La vie de Dominique

Un témoignage de Dominique Larue,
né(e) le 31 janvier 1947
Mémoire recueillie à

Après mon service militaire, je me suis retrouvé à 24 ans dans un hôpital psychiatrique. C’était un grand hôpital à Armentières. Avant, on mettait les hommes à Armentières et les femmes à Bailleul. Maintenant, c’est devenu mixte et il y a moins de personnes malades. Maintenant, ce sont de plus petites structures parce qu’avant il y avait plus de 2000 patients là où j’étais. Par exemple, pour dormir, c’était des grands dortoirs de 65 lits.


On restait 3 ans en arrêt longue maladie et après on passait en invalidité. Et pour ceux, comme moi, qui étaient bien malades, on était mis sous tutelle et c’était le gérant ou la gérante de l’hôpital psychiatrique qui gérait nos biens. On avait un petit pécule quand on travaillait, une gratification du travailleur, et on pouvait en retirer une partie infime pour acheter des douceurs… A Armentières, il y avait une cafétéria et on pouvait acheter des boissons à prix modiques, du saucisson, du camembert ou des chocolats…


Au bout de 11 ans, j’ai été sauvé. J’ai été muté dans une clinique avec huit autres personnes où les patients ne restaient que trois mois, le temps de la prise en charge.
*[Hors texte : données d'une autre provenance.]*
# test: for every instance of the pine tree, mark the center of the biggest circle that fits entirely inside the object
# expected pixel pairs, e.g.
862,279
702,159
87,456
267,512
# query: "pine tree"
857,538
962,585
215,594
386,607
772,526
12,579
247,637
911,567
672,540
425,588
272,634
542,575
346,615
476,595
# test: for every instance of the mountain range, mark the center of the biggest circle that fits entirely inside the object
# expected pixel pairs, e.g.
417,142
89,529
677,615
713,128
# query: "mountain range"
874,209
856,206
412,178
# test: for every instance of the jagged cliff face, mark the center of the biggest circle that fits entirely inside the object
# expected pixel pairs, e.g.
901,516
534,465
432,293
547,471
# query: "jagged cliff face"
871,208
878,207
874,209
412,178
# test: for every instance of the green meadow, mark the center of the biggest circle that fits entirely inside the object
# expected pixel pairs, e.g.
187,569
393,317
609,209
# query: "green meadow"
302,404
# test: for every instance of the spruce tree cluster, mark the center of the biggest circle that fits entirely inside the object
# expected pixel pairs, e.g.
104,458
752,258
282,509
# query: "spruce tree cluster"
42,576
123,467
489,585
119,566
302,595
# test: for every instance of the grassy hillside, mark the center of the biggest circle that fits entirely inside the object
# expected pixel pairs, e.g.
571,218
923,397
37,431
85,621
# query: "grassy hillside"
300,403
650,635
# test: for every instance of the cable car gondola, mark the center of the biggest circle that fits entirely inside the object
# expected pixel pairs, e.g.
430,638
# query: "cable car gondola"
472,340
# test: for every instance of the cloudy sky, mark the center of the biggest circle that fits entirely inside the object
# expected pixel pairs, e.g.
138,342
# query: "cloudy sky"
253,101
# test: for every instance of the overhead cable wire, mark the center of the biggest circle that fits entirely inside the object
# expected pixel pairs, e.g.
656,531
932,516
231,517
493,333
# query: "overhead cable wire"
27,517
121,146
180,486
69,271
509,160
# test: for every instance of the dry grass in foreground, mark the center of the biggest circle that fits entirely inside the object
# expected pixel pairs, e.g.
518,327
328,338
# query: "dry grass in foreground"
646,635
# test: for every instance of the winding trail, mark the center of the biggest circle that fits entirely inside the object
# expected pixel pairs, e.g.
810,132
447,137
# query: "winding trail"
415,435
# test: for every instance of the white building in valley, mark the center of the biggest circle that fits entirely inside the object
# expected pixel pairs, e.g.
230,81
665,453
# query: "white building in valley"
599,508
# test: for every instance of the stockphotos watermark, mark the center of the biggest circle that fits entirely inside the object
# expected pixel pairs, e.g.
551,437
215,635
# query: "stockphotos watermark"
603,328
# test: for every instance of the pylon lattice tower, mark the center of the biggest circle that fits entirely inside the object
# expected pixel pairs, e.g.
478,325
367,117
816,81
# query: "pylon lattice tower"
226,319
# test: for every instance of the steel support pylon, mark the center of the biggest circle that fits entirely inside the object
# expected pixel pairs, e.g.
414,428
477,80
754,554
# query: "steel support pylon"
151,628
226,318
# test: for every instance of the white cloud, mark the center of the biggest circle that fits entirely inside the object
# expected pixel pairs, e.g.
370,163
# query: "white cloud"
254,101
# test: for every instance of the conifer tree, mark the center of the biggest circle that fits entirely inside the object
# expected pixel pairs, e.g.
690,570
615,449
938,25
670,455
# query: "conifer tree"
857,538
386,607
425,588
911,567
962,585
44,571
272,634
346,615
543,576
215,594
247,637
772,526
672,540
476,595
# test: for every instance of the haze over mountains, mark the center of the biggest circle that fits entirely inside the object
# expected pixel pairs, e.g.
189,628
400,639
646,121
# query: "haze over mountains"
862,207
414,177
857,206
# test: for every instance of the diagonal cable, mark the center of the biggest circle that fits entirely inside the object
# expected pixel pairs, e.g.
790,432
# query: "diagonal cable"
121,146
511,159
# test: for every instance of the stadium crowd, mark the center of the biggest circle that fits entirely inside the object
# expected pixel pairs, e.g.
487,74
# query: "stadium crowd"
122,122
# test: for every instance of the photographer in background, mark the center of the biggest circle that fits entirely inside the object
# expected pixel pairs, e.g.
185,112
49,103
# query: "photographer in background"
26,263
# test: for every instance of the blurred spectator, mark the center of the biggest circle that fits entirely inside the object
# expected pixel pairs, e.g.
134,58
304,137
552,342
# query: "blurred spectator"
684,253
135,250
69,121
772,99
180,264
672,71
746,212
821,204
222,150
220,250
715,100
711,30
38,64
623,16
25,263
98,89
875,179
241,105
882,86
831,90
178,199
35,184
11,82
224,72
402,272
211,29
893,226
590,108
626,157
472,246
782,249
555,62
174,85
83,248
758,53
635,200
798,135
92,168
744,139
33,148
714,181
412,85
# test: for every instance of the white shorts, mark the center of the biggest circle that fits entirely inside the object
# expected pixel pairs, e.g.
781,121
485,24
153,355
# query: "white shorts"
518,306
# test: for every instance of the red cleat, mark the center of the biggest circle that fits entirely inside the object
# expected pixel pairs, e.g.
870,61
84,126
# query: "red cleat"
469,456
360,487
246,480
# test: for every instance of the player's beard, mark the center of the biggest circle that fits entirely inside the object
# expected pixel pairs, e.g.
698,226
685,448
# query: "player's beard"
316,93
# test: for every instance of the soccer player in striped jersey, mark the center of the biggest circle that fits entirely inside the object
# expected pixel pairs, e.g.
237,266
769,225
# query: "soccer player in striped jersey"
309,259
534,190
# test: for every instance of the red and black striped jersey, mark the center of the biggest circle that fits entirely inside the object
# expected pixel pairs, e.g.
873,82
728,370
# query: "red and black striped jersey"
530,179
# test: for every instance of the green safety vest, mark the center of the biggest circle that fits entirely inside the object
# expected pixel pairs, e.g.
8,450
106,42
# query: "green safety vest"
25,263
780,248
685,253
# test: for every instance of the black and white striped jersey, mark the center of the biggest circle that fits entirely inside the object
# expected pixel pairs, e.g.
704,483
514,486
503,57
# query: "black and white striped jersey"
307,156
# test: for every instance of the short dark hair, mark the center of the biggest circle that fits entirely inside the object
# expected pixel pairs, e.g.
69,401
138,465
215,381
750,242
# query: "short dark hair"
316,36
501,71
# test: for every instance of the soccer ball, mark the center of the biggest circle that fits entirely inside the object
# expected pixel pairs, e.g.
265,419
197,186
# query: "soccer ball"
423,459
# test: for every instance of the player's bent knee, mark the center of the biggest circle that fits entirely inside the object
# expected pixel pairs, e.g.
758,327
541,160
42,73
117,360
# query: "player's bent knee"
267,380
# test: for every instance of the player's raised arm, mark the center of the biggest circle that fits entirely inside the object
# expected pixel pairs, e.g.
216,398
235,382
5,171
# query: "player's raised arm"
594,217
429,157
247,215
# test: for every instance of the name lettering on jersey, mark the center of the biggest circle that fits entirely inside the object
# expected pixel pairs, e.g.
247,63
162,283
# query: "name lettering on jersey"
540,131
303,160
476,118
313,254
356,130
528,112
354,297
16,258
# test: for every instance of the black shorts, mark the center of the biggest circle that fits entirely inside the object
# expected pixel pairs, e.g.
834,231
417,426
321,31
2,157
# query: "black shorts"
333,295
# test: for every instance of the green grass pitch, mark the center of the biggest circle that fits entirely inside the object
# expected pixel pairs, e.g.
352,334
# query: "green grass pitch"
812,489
J’ai eu affaire à un autre médecin qui m’a donné pour la première fois en onze ans un anti dépresseur !! Et avec cet antidépresseur, j’ai remonté la pente… Ce qui veut dire que pendant onze ans, je n’ai pas eu le traitement adéquat !
Et j’ai tellement bien remonté la pente que j’ai suivi un an de cours du soir dans un L.E.P., Lycée d’Enseignement Professionnel, et j’ai repris la comptabilité. Parce que, avant ma maladie, j’étais employé de comptabilité à la maison dunkerquoise. Et puis j’ai travaillé aux Pompes Funèbres Générales toujours comme employé comptable.


Après donc j’ai demandé à l’assistante sociale de sortir de l’hôpital parce que, à ce moment-là, je pouvais vivre dehors tout en suivant un traitement. Alors, j’ai été dirigé vers la maison de convalescence et de réinsertion sociale « Les bois Saint Joseph » dans le Var près de Toulon. Et là, je suis resté dix-sept mois. Je suis toujours resté sous tutelle mais j’ai demandé la « main levée », c'est-à-dire la suppression de la tutelle, que j’ai obtenue. Mais je suis d’abord passé en curatelle et j’arrivais à gérer tous mes papiers, à payer mon loyer, tout ça …


Je suis resté quelques années à Hyères et puis j’ai demandé à aller en Bretagne. J’ai atterri à Vannes, en dessous de Lorient. Là, j’ai eu un logement aussi mais je devais toujours voir le médecin de l’hôpital psychiatrique pour un suivi médical.
Mais j’aurais du garder contact avec mon psychiatre parce que j’ai fait une rechute. Alors j’en ai eu marre et j’avais envie de revenir dans le Nord. J’ai atterri à Lille mais j’étais considéré comme un S.D.F. du fait que je n’avais pas de logement. J’allais à l’armée du salut le midi jusque quatorze heures et après il fallait attendre dix-neuf heures pour l’accueil de nuit. J’ai pu profiter du plan grand froid pour avoir un logement près de Dunkerque à Saint-Pol-sur-Mer. J’ai eu un logement du P.A.C.T et je vivais avec ma pension.



Après j’ai eu une auxiliaire de vie envoyée par l’assistante sociale de l’hôpital psychiatrique de Bailleul parce que je dépendais de cet hôpital. On faisait nos courses ensemble, elle faisait mon ménage etc.… Ça a duré un moment mais l’assistante sociale a dit que ça serait mieux pour moi de rentrer ici, en maison de retraite et je ne regrette pas. Je participe aux activités, je fais les sorties aussi, je m’occupe du courrier … Quand j’étais seul, je ne sortais pas et là je suis bien avec mon traitement adéquat et aussi le fait de ne plus être confronté à la solitude.